Anomalous transport from holography: Part II

This is a second study of chiral anomaly induced transport within a holographic model consisting of anomalous $U(1)_V\times U(1)_A$ Maxwell theory in Schwarzschild-$AdS_5$ spacetime. In the first part, chiral magnetic/separation effects (CME/CSE) are considered in presence of a static spatially-inhomogeneous external magnetic field. Gradient corrections to CME/CSE are analytically evaluated up to third order in the derivative expansion. Some of the third order gradient corrections lead to an anomaly-induced negative $B^2$-correction to the diffusion constant.
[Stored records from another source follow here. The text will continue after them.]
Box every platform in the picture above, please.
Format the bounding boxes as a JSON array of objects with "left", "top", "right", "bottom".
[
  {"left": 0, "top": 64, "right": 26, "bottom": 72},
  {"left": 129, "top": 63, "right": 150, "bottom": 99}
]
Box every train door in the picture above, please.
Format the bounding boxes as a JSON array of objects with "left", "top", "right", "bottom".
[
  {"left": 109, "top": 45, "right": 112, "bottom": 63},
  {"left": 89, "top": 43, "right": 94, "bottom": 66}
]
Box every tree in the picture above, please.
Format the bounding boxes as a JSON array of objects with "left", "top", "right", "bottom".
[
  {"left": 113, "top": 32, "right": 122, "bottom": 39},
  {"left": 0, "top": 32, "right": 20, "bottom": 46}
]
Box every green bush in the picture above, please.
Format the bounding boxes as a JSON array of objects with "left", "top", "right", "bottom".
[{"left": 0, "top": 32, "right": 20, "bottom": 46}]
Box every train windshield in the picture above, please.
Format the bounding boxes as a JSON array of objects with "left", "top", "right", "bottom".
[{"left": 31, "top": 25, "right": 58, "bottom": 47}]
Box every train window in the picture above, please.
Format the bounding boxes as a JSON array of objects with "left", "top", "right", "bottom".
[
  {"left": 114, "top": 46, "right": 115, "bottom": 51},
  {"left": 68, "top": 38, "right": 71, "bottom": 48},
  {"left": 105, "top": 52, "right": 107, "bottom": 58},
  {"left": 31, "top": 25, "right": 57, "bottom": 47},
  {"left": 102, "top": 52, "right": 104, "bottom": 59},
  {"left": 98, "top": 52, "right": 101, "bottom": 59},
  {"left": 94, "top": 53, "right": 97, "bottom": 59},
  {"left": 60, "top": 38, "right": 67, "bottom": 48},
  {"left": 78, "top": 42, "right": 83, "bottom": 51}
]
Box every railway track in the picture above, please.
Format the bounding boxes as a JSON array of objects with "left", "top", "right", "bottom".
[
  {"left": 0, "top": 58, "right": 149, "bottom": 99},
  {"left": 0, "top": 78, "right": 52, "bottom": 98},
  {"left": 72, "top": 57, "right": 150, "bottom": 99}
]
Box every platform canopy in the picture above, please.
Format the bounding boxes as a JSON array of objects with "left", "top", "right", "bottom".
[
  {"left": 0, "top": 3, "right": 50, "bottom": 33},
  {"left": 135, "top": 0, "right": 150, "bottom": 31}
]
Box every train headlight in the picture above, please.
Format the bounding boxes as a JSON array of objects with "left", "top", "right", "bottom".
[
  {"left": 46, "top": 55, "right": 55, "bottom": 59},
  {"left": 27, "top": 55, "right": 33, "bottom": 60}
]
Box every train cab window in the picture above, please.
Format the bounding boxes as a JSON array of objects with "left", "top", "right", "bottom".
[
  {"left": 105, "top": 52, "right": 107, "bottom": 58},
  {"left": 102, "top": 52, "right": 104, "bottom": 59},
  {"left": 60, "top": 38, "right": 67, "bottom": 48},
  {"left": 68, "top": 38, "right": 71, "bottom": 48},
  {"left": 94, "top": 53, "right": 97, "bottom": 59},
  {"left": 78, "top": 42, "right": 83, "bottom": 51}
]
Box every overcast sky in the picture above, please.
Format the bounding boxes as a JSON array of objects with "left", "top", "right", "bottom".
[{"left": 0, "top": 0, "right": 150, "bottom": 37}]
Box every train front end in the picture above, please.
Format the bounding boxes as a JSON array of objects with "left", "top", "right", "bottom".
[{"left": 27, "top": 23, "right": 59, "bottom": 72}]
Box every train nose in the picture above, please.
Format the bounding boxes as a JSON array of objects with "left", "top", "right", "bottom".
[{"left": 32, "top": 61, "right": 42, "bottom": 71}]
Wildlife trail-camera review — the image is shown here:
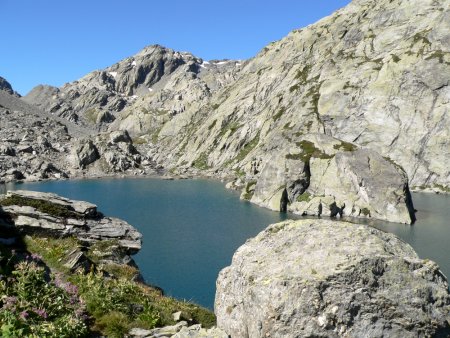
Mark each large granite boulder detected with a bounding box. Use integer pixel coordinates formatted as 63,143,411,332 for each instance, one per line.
215,220,450,338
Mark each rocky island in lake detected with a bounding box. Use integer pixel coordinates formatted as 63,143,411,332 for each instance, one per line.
0,0,450,338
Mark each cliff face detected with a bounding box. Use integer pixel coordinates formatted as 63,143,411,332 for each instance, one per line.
215,220,450,337
19,0,450,221
156,0,450,187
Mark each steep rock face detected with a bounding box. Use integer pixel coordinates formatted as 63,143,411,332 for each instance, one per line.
215,220,450,337
251,134,415,223
0,76,20,97
146,0,450,190
0,91,154,181
24,45,243,135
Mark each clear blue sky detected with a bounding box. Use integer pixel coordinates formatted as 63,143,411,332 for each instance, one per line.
0,0,350,95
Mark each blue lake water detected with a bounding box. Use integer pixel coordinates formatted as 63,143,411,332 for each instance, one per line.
8,178,450,309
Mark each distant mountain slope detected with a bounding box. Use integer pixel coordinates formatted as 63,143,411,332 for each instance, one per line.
24,45,243,132
152,0,450,189
25,0,450,221
0,76,20,97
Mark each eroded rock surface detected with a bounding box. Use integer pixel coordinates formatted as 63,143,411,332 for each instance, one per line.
215,220,450,338
0,190,142,265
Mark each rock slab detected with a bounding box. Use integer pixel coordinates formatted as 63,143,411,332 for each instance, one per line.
215,220,450,337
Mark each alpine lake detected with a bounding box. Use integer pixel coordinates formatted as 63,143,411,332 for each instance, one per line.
7,178,450,309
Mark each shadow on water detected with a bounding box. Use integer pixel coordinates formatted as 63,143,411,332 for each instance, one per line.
8,178,450,308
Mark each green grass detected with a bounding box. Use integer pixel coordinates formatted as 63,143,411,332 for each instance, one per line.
361,208,370,216
272,106,286,121
295,65,311,84
242,181,256,201
192,153,210,170
21,236,215,337
208,120,217,130
425,50,450,65
132,137,147,144
333,141,358,151
391,54,400,63
289,83,300,93
235,132,259,162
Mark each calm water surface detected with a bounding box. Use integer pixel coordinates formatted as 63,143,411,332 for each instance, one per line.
9,178,450,308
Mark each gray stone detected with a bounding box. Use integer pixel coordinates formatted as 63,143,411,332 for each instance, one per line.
215,220,450,338
72,140,100,169
2,190,142,267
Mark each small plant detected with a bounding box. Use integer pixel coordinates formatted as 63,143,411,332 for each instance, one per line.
192,153,210,170
285,140,333,163
333,141,358,151
235,132,259,162
0,251,89,337
272,107,286,121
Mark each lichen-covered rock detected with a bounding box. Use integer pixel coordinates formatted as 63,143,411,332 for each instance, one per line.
215,220,450,338
72,140,100,169
250,134,415,224
129,321,229,338
0,190,142,264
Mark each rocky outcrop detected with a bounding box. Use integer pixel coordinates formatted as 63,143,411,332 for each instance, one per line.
24,45,243,135
14,0,450,223
215,220,450,337
250,134,415,224
0,76,20,97
129,321,229,338
0,88,154,181
0,190,142,265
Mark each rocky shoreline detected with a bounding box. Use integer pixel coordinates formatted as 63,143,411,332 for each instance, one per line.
0,190,221,337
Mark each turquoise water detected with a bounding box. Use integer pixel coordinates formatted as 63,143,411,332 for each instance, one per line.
7,178,450,308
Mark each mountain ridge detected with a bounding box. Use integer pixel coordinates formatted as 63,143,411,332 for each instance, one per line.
4,0,450,224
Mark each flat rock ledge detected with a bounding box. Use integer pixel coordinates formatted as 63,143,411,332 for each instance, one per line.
128,321,228,338
215,220,450,338
0,190,142,263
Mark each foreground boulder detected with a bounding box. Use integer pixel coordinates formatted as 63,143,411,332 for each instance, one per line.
215,220,450,337
0,190,142,264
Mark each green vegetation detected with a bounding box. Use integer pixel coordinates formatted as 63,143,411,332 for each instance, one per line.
425,50,450,65
208,120,217,130
242,181,256,201
0,195,84,219
433,183,450,193
84,108,99,124
296,191,312,202
286,140,333,163
0,247,89,338
361,208,370,216
192,153,210,170
413,30,431,46
235,132,259,162
333,141,358,151
151,127,162,144
295,65,311,85
391,54,400,63
272,106,286,121
289,83,300,93
132,137,147,144
7,236,215,337
218,122,242,139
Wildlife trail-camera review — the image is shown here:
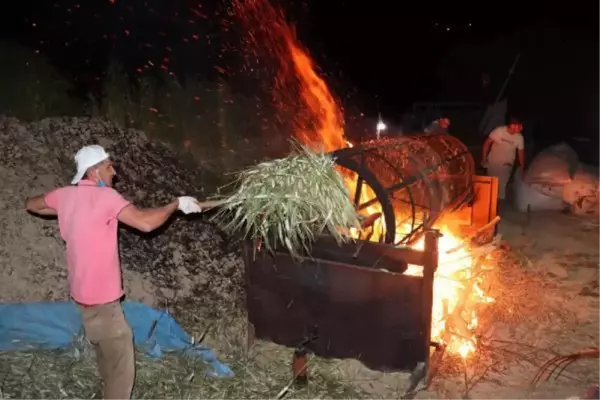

We also find non-linear in $B$ modifications to the chiral magnetic wave (CMW). In the second part, we focus on the experimentally interesting case of the axial chemical potential being induced dynamically by a constant magnetic and time-dependent electric fields. Constitutive relations for the vector/axial currents are computed employing two different approximations: (a) derivative expansion (up to third order) but fully nonlinear in the external fields, and (b) weak electric field limit but resuming all orders in the derivative expansion. A non-vanishing non-linear axial current (CSE) is found in the first case. Dependence on magnetic field and frequency of linear transport coefficient functions (TCFs) is explored in the second.